The National Digest

How Reality TV Gate-Crashed the Emmys

At the turn of the millennium, scripted broadcast television was still the dominant daily force in American culture. The audience fracturing and niche content of the streaming age were still decades away. Prestigious cable shows like The Sopranos and Sex and the City usually get all the credit for setting up that shift. But as the Emmys prepare to crown their 17th reality competition winner—with The Amazing Race once again a contender—a look back to the summer of 1999 shows the birth of another revolution, one the Television Academy spent years figuring out how to acknowledge without terrifying the writers, directors, and scripted TV crafts people who saw the genre as an existential threat.

With network prime-time real estate limited, comedies and dramas were genuinely squeezed by the proliferation of unscripted shows, which were cheap to produce and handy to have in the event of a writers strike. “The networks only have so much time and resources,” Amy Sherman-Palladino, whose Gilmore Girls was then in its third season, told Time in 2003. “Rather than solely focusing on convincing the Olsen twins to allow themselves to be eaten by bears in prime time, I wish they would focus on coming up with something that would really last.”
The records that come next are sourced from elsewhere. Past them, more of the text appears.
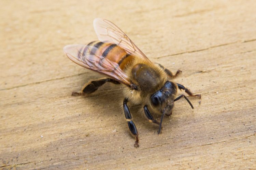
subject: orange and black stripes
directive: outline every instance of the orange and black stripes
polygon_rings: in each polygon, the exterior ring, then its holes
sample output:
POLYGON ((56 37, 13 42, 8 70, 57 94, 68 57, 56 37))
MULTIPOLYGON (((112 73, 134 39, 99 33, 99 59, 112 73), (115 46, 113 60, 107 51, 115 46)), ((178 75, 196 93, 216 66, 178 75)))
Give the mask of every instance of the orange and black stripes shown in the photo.
MULTIPOLYGON (((132 56, 116 44, 94 41, 90 42, 87 45, 94 47, 90 52, 90 55, 93 55, 99 52, 103 58, 107 58, 117 64, 122 70, 133 58, 132 56)), ((85 50, 86 48, 85 48, 85 50)))

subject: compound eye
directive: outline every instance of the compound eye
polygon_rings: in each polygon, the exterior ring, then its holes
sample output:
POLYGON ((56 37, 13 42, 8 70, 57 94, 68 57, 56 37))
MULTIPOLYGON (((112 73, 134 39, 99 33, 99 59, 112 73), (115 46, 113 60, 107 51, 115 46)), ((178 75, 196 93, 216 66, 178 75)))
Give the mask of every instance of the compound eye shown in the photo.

The future, it turned out, would be far more complicated than a pitched battle between quality television and the schlocky reality shows trying to replace them. This year Sherman-Palladino is once again Emmy-nominated for a series, The Marvelous Mrs. Maisel, that airs alongside reruns of Hell’s Kitchen and Toddlers & Tiaras on Amazon. Try explaining that to anyone in 2001.
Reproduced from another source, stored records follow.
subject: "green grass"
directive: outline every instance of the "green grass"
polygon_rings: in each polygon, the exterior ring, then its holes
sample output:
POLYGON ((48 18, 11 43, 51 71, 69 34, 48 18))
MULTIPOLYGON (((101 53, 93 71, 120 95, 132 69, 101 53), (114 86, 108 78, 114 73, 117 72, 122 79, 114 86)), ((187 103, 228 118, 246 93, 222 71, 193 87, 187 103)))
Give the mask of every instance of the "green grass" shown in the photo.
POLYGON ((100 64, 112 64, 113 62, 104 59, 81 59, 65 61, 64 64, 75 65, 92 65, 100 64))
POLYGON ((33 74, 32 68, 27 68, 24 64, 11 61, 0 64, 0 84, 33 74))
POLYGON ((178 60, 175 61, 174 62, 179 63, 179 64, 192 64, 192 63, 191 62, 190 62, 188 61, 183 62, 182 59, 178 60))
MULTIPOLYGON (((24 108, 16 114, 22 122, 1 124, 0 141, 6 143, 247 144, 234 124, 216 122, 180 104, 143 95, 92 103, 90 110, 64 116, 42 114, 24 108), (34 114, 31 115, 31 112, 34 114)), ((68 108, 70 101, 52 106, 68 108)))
“Obviously Millionaire did extremely well,” says Andy Dehnart, creator and editor of Reality Blurred, which has been at the forefront of covering reality TV since 2000. “A game show format like this one upped the stakes and changed things around, [but] it wasn’t narrative. It wasn’t character-driven. And that’s what Survivor really changed the game with in the year 2000: turning real people into a soap opera that lasted for the entire summer.”
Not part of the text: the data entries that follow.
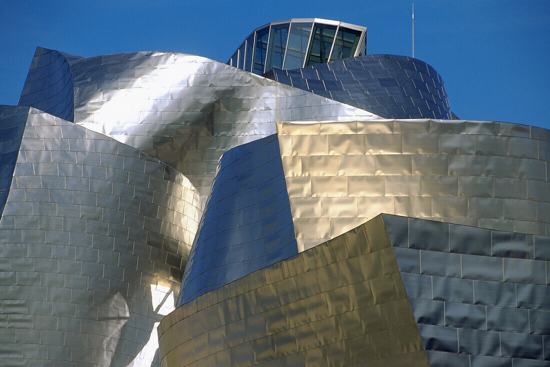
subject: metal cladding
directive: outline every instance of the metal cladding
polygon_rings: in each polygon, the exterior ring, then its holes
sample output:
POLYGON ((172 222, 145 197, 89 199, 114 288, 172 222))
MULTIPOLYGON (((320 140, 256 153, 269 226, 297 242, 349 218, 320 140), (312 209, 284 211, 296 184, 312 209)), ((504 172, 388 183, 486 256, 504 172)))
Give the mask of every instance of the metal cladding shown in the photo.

At its most mainstream apex, Survivor wasn’t simply watercooler TV, like Seinfeld and ER before it. It was an opportunity for viewers to play armchair strategist alongside (or more likely opposed to) villains like Richard Hatch. This kind of active viewer engagement coincided perfectly with the rise of internet message boards and recap culture, building an industry of TV obsession that continues today.